In comparison to PhysX 2.8 branch, PhysX 3 will bring a significant performance improvements and a broad amount of new features, such as advanced vehicle module, new cloth solver, reworked scene queries and CCD systems, full multi-threading support, etc.
New major APEX SDK 1.3 release is now available for public download.
Update: APEX SDK 1.3.1 released
1.3 version is featuring support for newest PhysX SDK 3.3.0 and also includes variety of improvements and new features for APEX modules.
Please note that corresponding authoring tools are required – PhysXLab 1.3 and DCC plug-ins 3.0
|APEX SDK 1.3: Feature Highlights|
APEX 1.3 now features a single Legacy Module (APEX_Legacy).

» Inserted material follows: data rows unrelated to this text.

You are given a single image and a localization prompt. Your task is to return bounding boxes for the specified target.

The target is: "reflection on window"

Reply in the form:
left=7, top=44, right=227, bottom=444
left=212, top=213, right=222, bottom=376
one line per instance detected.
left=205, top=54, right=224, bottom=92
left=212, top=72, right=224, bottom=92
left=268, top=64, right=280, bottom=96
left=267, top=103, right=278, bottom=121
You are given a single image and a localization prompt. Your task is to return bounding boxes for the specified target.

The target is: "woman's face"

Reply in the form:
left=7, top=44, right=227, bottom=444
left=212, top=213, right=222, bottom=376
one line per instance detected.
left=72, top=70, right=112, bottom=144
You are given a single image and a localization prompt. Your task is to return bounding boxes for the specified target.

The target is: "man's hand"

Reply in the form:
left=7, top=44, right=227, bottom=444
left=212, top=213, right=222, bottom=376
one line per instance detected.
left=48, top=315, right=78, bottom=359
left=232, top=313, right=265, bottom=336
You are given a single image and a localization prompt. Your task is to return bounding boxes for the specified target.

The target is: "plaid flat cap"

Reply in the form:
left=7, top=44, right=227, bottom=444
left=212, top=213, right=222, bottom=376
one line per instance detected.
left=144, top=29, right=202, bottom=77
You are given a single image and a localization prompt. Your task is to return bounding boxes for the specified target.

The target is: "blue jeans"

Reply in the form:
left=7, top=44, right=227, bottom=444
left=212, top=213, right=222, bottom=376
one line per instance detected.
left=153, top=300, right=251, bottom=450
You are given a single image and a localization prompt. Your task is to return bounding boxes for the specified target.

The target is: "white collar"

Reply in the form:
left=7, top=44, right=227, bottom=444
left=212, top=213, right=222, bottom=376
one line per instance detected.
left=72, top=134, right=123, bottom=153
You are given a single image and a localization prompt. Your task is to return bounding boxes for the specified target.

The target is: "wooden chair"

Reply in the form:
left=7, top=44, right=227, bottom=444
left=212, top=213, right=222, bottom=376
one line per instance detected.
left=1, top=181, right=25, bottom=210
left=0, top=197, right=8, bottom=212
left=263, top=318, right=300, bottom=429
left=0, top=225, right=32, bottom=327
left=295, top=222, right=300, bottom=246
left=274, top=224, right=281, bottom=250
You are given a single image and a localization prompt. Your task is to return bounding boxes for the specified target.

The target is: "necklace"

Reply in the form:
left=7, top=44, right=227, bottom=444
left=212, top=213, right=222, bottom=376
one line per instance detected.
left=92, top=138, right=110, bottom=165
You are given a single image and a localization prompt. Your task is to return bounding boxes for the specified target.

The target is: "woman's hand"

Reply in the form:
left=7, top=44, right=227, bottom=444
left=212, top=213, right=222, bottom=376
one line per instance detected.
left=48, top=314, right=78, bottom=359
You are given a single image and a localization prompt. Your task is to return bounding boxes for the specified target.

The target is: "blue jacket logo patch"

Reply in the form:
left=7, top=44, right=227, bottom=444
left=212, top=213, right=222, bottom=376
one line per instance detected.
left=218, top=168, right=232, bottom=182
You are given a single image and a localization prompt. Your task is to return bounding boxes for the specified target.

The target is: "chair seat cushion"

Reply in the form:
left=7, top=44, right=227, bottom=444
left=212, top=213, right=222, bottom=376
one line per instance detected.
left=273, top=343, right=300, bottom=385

In APEX 1.2 every module had its own legacy module. For example, if an application uses APEX clothing and destruction, in APEX 1.2 the application would need to load both APEX_Clothing_Legacy and APEX_Destructible_Legacy.
However, assets created with APEX 1.1 or 1.2 should “just work” with APEX 1.3. The application must load the legacy module, which contains all the code that allows APEX to automatically upgrade assets to the latest version.
APEX Destruction and APEX Clothing modules can now utilize Render Proxies.
The rendering of destructibles and cloth can now be managed by a new object that is independent of the actors themselves. By default you will not see a change, but you may detach this object from the actors, meaning that the render data will not get deleted when the actors are deleted. You may delete the renderable when you’re done with it.
This is useful for multi-threaded renderers which may have the render data queued up even after the destructible or clothing actor is deleted in the main thread.
Speaking of Destruction, so called Behaviour Groups functionality was added to authoring pipeline.
Some common parameters, such as damage threshold, damage spread, density, etc., are now contained in “Behavior Groups“. Every chunk references a behavior group by index, allowing the user to customize behaviors for different chunks within single asset.